Os documentos enviados pela Câmara indicam que Frias solicitou afastamento para ir ao Bahrein entre os dias 12 e 18 de maio e, em seguida, aos Estados Unidos, entre 19 e 21 de maio. Mesmo sem deliberação definitiva da Mesa Diretora, o deputado embarcou.

O ministro Flávio Dino havia dado prazo de 48 horas para que a Câmara esclarecesse a situação funcional do parlamentar, incluindo autorização das viagens, período de permanência no exterior e eventuais custos públicos envolvidos.

Nos bastidores do Judiciário, a avaliação é que a dificuldade em localizar Frias agravou a situação política do deputado.

A Corte tenta notificá-lo para prestar esclarecimentos sobre o envio de R$ 2 milhões em emendas parlamentares ao ICB (Instituto Conhecer Brasil), entidade ligada à produtora responsável pelo controverso filme “Dark Horse”, cinebiografia do ex-presidente Jair Bolsonaro (PL).

EMENDA ESTÁ NO CENTRO DA INVESTIGAÇÃO


A apuração preliminar no STF busca entender se houve desvio de finalidade na destinação dos recursos públicos. Frias é apontado como produtor-executivo do filme e teria articulado a transferência da verba parlamentar para a ONG ligada ao projeto audiovisual.

O caso ganhou dimensão política porque envolve simultaneamente dinheiro público, promoção de conteúdo associado ao bolsonarismo e suspeitas sobre o uso das emendas parlamentares.
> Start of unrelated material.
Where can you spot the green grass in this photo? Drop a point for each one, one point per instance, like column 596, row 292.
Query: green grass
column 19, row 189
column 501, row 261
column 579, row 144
Tema que se tornou um dos principais focos de tensão entre Congresso e STF nos últimos anos.

Embora Frias afirme que a destinação dos recursos seguiu os trâmites legais, o Supremo quer esclarecimentos detalhados sobre a operação e sobre a relação entre o parlamentar, a ONG beneficiada e a produção cinematográfica.

REDES SOCIAIS AMPLIAM DESGASTE POLÍTICO

Nas redes digitais, o episódio rapidamente foi associado à tentativa de evasão política diante do avanço das investigações.

Comentários em plataformas digitais ironizaram o fato de o STF não conseguir localizar o deputado enquanto ele mantinha atividades públicas e postagens no exterior.

A repercussão aumentou depois que usuários passaram a comparar o caso de Frias com o de outros aliados de Bolsonaro que deixaram o País em meio à investigações ou pressões judiciais.

Em fóruns e debates políticos, o episódio foi interpretado como mais um sinal do desgaste crescente da ala bolsonarista diante das frentes abertas no Supremo.

CÂMARA TENTA SE DESVINCULAR DA VIAGEM

Ao informar oficialmente que não houve autorização prévia para as “missões”, a Câmara também procurou se resguardar institucionalmente. O ofício enviado ao STF deixa claro que Frias permanece no exercício do mandato, mas que suas viagens internacionais não haviam sido aprovadas quando ele embarcou.

A posição evita que a Casa seja responsabilizada por eventual uso indevido de prerrogativas parlamentares ou por despesas relacionadas às viagens. Politicamente, porém, o episódio aprofunda o isolamento do deputado e amplia a pressão sobre o PL e o núcleo bolsonarista no Congresso.

Nos corredores de Brasília, interlocutores avaliam que o caso pode acelerar novas medidas do STF caso o parlamentar continue sem responder formalmente às determinações da Corte.